Achim Steiner, a 45-year-old German, said he would seek to involve consumers, governments, businesses and activists in developing new economic mechanisms to protect the planet from threats ranging from climate change to pollution.
"Care for the environment is often portrayed as detrimental to economic growth," he told Reuters on his first day as head of the United Nations' top environment body.
"We hope to lay that myth to rest in the 21st century," he said by telephone from UNEP headquarters in Nairobi, setting out priorities for a four-year term.
Most conventional economic theory places no value on natural phenomena such as the coastline protection given by coral reefs or forests' role in absorbing heat-trapping carbon dioxide.
Steiner said a shift was needed to recognise the "enormous wealth of nature's services" underpinning all life on earth. In turn, that would show that environmental protection is a condition for economies to survive and thrive in the long term.
"We have to get environmental concerns into the mainstream of economics ... to include what we are consuming and destroying," he said.
By conventional yardsticks nations can -- at least briefly -- boost growth by axing all their forests for timber or dynamiting reefs for fish. A shift in accounting would place a higher value on intact natural systems.
"Environmental sustainability in the 21st century is not only the preserve of environmentalists, but of everybody who uses resources on this planet," Steiner said. He succeeds Klaus Toepfer, also German, who has retired after eight years at UNEP.
CARBON TRADING
Steiner, former head of the World Conservation Union, hailed a European Union market in industrial emissions of carbon dioxide as an example of a project placing value on nature.
The market was set up in 2005 as part of the U.N.'s Kyoto Protocol to combat global warming, blamed by most scientists on emissions by power plants, factories and vehicles. Carbon prices are now around $15 a tonne.
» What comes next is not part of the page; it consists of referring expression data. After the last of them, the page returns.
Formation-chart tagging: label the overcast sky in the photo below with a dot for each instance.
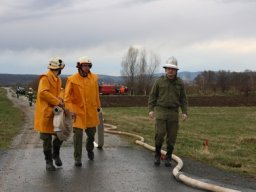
(201, 34)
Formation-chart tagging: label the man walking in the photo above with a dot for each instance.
(166, 96)
(48, 97)
(82, 98)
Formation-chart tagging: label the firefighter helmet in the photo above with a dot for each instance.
(56, 63)
(83, 60)
(171, 63)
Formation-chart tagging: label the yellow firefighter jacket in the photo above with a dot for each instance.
(82, 98)
(47, 97)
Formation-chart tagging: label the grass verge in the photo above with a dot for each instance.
(231, 132)
(11, 120)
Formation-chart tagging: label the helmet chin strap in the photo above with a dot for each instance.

"One of the great breakthroughs on an environmental issue is carbon trading," Steiner said, expressing hope that such markets would grow. "We are far from trading at a level or a scale that is yet meaningful for the actual climate challenge," he said.
U.N. studies say that costs of inaction over climate change could be far greater than higher electricity bills because of carbon trading. Many scientists say global warming could spur heatwaves, droughts, floods and a rise in global sea levels.
Steiner said public pressure could spur other mechanisms to protect the environment. Supermarkets or travel agents, for instance, find that consumers are willing to pay more for foods or holidays if they do not damage the environment.
U.S. President George W. Bush pulled out of Kyoto in 2001, arguing it was too costly and wrongly omitted developing nations from caps on emissions of greenhouse gases by 2012. Bush prefers big investments in technology such as solar energy or hydrogen.
Still, Steiner said there was widening concern about climate change in the United States. "I think that ultimately no nation is going to be able to stand aside from global action on climate change," he said.